Bundesbank-Chef: Banken sollen Karten auf den Tisch legen

Bundesbank-Präsident Axel Weber hat die Bankenbranche im Zuge der Finanzkrise scharf kritisiert. In der Vergangenheit sei oft Renditejagd vor Risikomanagement gegangen, sagte er in einem Interview. Außerdem forderte er von den Instituten mehr Transparenz und ein Ende der „Salamitaktik“. Die deutschen Unternehmen sieht er indes für die Turbulenzen gut gewappnet.

"Salamitaktik beenden", fordert Bundesbank-Präsident Axel Weber von den Banken.
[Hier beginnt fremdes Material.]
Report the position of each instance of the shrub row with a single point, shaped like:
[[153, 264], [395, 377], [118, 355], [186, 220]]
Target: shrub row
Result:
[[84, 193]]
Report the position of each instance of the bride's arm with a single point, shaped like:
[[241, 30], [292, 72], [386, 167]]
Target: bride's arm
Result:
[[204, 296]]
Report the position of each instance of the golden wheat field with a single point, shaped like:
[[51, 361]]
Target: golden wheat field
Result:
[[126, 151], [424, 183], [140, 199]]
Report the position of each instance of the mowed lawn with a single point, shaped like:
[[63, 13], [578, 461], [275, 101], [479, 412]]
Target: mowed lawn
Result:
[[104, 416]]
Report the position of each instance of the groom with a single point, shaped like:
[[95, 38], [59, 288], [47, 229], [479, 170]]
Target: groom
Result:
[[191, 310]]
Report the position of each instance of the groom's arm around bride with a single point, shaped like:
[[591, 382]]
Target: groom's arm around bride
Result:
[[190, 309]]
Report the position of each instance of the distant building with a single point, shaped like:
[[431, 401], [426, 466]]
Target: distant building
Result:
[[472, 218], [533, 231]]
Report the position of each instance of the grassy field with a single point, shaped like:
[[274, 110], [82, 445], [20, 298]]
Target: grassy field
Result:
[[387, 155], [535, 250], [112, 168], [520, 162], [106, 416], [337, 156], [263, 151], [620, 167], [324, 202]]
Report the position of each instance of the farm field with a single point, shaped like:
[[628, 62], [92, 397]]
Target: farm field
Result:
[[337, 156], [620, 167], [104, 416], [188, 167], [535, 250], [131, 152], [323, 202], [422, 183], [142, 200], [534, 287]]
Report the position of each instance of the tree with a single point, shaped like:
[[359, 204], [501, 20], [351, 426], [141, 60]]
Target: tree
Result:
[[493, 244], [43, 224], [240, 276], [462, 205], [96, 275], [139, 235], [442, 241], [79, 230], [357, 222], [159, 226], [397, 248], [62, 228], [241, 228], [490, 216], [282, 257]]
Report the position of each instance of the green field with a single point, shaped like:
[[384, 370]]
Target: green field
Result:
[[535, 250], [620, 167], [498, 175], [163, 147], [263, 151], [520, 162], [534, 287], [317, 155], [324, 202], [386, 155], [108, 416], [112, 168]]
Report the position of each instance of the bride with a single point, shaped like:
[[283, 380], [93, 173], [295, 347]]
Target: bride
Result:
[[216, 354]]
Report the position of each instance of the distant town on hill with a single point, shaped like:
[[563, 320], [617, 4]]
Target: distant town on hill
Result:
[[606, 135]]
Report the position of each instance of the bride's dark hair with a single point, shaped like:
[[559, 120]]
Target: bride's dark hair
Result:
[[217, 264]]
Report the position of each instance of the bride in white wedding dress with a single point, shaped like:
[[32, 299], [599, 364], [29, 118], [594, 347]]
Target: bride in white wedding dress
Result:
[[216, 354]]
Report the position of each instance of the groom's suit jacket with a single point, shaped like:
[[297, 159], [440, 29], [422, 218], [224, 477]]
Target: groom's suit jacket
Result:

Foto: dpa dpa

"Salamitaktik beenden", fordert Bundesbank-Präsident Axel Weber von den Banken. Foto: dpa

HB FRANKFURT. In einem am Dienstag vorab veröffentlichten Interview mit dem Anlegermagazin „Focus-Money“ sagte Weber, das erste und zweite Quartal dürften aus seiner Sicht eine deutliche Entspannung der Märkte bringen. Voraussetzung sei jedoch, dass die „Banken die bisherige Salamitaktik bei der Offenbarung ihrer finanziellen Belastungen beenden und eine weitreichende Transparenz herstellen“, mahnte er.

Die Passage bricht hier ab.